Anonymous Monk has asked for the wisdom of the Perl Monks concerning the following question:

Hi, All,

I almost always use the split function to parse a line of text and then define a variable based on the split result. Here's an example:-

@line_as_list = split (/\s+/,$rptfile[$ln]);
$width = $rptfile[ 3]

$rptfile is the file I have slurped in, and $ln is the current line number in that file.

For the type of parsing I typically do, the above procedure is usually fine. Obviously, though, this is more difficult to manage when the text I need to locate is not in a consistent loction.

What is the easiest way to define a variable after a keyword is found? Here's an example string:-

Startpoint: flop_a (clocked by t_clk)

I want to quickly assign flop_a to a variable and t_clk to another variable, but sometimes there are extra words after "flop_a" and before "clocked", so splitting by \s+ is too unpredictable. The variables I need will always follow "Startpoint:" and "clocked by", though.

My line names are always $rtpfile[$ln], where $ln is the current line number I am working on (I often have to bounce back to previous line numbers...)

Thank You!

Replies are listed 'Best First'.
Re: Parsing text without split
by Roy Johnson (Monsignor) on May 27, 2005 at 21:30 UTC
    Extract from a regex match: ($flop_a, $t_clk) = $rtpfile[$ln] =~ /Startpoint: (\w+).*?clocked by (\w+)/;

    Caution: Contents may have been coded under pressure.

      That has the same problem as split... It will fail for variables with spaces in them.

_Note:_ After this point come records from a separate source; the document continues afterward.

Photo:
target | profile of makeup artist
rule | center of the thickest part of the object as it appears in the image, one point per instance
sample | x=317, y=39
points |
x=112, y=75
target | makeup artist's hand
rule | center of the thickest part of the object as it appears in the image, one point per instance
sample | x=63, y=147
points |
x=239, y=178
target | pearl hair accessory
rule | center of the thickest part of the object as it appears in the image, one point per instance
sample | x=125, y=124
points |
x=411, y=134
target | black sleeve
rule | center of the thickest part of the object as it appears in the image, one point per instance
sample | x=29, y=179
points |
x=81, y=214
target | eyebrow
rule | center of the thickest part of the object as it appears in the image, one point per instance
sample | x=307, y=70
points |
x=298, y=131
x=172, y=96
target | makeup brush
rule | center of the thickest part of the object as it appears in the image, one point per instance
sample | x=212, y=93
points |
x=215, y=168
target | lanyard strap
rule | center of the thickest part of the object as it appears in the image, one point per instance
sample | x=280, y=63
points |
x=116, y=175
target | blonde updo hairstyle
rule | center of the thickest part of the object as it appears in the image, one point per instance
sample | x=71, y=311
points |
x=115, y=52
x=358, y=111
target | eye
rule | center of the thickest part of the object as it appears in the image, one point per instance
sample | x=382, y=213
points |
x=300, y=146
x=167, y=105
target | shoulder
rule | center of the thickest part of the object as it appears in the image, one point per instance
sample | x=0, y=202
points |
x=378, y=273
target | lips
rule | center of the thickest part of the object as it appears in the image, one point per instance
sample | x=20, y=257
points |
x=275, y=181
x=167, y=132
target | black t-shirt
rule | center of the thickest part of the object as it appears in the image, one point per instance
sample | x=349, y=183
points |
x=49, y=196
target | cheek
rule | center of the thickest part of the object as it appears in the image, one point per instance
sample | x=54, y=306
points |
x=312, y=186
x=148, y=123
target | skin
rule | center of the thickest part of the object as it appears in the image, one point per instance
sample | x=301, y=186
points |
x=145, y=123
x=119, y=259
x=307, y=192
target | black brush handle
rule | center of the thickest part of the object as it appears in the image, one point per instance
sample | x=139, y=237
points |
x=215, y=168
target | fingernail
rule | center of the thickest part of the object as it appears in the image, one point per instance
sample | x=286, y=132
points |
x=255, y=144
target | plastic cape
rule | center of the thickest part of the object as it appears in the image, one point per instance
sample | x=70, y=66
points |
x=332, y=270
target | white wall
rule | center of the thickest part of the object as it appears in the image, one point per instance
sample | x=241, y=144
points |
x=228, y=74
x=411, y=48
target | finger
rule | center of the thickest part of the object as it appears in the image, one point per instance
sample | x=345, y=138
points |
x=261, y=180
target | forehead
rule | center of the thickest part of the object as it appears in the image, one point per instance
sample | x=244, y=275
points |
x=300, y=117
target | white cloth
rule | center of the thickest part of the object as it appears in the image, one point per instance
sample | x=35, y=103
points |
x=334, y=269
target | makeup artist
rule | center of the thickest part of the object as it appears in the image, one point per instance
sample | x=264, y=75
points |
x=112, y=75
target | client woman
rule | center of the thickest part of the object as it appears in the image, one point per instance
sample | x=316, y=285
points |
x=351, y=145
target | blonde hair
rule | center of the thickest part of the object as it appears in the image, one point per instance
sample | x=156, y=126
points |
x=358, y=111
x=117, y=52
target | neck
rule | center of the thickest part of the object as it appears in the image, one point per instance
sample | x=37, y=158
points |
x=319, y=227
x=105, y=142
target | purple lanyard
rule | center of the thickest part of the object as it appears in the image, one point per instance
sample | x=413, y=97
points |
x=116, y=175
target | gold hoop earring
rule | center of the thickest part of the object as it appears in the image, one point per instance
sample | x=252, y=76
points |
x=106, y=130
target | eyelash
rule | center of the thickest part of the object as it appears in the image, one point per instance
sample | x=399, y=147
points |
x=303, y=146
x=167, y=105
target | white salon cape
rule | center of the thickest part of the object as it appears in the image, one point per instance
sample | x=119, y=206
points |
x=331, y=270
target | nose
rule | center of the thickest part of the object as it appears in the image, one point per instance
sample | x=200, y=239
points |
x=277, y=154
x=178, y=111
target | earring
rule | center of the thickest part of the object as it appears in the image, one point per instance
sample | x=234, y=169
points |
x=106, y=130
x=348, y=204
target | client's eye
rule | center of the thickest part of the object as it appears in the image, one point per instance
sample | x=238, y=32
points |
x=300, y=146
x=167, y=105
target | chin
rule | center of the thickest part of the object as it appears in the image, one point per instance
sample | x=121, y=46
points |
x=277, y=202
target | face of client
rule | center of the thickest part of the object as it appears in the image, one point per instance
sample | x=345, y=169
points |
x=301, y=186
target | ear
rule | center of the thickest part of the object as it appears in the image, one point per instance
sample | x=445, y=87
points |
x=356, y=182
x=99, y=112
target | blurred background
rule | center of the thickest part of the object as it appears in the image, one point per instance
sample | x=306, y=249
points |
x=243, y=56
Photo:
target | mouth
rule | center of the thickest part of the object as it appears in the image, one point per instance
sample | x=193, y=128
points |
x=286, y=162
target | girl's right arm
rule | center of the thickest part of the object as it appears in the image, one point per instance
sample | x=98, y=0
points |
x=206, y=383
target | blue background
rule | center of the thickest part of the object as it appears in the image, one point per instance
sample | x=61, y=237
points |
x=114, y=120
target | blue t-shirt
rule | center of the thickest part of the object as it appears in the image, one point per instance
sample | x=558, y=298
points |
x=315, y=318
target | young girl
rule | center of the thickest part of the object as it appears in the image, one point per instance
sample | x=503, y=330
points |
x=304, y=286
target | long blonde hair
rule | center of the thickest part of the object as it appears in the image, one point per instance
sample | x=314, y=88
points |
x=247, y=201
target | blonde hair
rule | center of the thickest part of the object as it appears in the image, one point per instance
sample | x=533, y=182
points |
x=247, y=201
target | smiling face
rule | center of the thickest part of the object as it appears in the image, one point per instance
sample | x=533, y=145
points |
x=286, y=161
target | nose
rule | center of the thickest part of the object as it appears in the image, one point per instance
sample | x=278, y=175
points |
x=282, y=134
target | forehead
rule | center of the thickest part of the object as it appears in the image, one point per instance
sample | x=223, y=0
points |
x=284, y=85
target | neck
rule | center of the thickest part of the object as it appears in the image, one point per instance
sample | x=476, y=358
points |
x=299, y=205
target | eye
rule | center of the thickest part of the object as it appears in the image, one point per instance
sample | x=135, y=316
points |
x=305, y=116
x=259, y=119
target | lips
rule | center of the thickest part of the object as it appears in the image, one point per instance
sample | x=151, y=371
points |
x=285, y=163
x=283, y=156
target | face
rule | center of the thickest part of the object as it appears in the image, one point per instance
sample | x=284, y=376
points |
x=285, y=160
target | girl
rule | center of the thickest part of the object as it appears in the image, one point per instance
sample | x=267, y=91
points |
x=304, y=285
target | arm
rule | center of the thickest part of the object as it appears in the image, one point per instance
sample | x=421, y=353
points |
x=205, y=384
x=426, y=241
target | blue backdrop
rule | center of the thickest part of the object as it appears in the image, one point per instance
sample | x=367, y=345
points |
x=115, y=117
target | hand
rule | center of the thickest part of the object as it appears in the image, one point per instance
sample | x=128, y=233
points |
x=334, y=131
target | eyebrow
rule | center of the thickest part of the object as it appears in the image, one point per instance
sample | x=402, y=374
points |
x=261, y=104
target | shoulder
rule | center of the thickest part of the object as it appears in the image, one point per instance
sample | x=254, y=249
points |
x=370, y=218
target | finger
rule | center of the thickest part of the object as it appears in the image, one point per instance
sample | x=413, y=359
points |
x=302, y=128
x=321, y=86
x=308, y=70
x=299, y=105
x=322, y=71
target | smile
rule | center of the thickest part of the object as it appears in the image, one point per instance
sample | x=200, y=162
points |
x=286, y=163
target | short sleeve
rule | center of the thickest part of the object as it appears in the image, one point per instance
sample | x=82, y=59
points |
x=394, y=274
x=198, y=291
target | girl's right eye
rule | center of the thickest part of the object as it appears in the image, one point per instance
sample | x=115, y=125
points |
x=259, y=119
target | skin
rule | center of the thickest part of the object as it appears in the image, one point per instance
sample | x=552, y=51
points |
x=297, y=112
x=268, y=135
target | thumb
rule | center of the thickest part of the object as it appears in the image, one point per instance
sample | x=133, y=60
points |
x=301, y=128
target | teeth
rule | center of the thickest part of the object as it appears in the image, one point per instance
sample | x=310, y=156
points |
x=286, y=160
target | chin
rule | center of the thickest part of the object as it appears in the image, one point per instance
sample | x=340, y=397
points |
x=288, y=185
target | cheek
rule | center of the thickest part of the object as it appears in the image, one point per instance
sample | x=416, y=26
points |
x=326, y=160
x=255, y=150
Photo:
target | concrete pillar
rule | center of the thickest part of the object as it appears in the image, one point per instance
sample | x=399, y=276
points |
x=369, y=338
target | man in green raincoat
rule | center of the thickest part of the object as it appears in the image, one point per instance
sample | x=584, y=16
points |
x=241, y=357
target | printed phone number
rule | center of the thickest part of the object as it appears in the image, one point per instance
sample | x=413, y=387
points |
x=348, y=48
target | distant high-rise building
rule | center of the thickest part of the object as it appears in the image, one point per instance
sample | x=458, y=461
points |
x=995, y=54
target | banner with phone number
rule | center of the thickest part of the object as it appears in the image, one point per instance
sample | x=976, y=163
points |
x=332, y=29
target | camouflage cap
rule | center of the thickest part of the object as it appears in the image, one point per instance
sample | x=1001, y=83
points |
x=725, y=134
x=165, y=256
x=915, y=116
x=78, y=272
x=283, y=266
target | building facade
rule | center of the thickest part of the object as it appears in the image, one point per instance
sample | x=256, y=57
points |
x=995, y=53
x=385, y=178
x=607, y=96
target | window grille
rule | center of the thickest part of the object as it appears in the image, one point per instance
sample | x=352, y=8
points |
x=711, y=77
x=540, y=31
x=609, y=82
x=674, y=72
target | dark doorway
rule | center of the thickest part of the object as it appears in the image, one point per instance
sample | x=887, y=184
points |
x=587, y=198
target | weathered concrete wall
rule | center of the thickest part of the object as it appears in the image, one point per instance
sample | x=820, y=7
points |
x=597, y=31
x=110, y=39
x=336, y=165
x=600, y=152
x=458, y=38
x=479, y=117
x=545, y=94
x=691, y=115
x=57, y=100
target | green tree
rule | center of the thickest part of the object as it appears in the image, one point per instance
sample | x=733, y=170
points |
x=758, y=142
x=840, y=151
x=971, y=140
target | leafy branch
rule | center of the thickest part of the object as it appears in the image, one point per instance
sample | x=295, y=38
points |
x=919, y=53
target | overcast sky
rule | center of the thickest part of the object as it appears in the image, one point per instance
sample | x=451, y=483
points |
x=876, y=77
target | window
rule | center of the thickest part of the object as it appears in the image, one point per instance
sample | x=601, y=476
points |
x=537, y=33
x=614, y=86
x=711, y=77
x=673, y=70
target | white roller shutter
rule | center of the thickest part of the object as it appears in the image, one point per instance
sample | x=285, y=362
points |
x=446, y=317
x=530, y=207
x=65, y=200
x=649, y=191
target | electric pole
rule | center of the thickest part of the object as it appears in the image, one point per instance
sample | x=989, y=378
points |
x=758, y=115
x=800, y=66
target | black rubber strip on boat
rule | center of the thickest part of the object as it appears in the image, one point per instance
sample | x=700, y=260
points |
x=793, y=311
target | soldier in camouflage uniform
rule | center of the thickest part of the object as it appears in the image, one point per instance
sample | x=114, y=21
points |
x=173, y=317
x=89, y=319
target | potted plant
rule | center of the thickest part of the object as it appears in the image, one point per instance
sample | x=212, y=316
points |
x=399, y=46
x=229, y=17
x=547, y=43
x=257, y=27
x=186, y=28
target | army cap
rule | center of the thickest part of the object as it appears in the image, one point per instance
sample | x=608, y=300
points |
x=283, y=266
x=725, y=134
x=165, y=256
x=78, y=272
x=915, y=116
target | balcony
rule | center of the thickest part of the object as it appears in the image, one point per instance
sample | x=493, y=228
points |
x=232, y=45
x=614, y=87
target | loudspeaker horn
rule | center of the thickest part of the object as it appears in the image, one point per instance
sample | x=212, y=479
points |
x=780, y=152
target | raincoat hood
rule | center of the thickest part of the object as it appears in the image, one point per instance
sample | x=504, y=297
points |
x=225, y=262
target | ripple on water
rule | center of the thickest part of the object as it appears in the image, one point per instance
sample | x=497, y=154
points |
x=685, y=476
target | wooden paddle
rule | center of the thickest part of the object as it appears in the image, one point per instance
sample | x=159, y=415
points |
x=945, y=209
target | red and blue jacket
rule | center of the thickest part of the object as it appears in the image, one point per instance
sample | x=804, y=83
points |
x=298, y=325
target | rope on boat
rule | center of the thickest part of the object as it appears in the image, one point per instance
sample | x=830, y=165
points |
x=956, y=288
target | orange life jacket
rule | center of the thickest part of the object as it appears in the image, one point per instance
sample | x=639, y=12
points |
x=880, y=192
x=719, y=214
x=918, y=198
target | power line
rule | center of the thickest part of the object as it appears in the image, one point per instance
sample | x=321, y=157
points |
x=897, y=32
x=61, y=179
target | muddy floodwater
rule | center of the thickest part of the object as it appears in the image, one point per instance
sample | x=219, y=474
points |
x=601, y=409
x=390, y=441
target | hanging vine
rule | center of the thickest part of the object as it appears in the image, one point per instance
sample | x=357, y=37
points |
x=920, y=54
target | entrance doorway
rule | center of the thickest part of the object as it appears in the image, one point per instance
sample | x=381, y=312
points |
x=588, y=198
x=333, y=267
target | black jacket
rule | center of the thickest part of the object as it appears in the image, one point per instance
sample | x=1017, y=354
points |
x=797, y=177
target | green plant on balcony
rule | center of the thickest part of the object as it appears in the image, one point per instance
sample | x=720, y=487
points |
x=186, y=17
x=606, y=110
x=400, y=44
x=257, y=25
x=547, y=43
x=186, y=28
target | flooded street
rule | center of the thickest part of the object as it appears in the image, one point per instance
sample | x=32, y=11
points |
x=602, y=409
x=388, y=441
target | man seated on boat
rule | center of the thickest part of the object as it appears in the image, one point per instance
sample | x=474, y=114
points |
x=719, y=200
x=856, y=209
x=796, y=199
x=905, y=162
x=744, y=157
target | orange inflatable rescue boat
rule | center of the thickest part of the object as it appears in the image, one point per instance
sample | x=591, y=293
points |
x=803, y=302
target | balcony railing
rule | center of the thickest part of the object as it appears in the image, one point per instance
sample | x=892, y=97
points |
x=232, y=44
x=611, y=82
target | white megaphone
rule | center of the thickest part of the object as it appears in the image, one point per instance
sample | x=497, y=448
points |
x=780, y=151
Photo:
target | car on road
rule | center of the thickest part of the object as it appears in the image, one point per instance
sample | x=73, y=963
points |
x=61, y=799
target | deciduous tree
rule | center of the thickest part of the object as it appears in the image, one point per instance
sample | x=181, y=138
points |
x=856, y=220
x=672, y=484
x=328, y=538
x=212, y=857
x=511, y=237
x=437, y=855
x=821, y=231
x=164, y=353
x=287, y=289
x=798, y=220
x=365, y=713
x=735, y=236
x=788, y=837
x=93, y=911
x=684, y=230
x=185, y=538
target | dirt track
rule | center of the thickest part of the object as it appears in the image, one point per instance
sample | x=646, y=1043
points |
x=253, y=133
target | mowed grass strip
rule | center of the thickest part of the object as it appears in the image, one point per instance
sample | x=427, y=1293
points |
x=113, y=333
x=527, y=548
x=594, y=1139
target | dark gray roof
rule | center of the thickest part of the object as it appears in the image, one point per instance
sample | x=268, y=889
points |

      If you can rely on the parenthesis, it would work better as:

      @line_as_list = $rtpfile[$ln] =~ /Startpoint: ([^(]+).*?clocked by ([^ +)]+)\)/;

      Update: Doh! Never mind. I misread the OPs specs.

        I took his meaning to be that the "extra words" were not part of the desired capture. You can capture multiple words with spaces by changing (\w+) to ([\w\s]+).

        Caution: Contents may have been coded under pressure.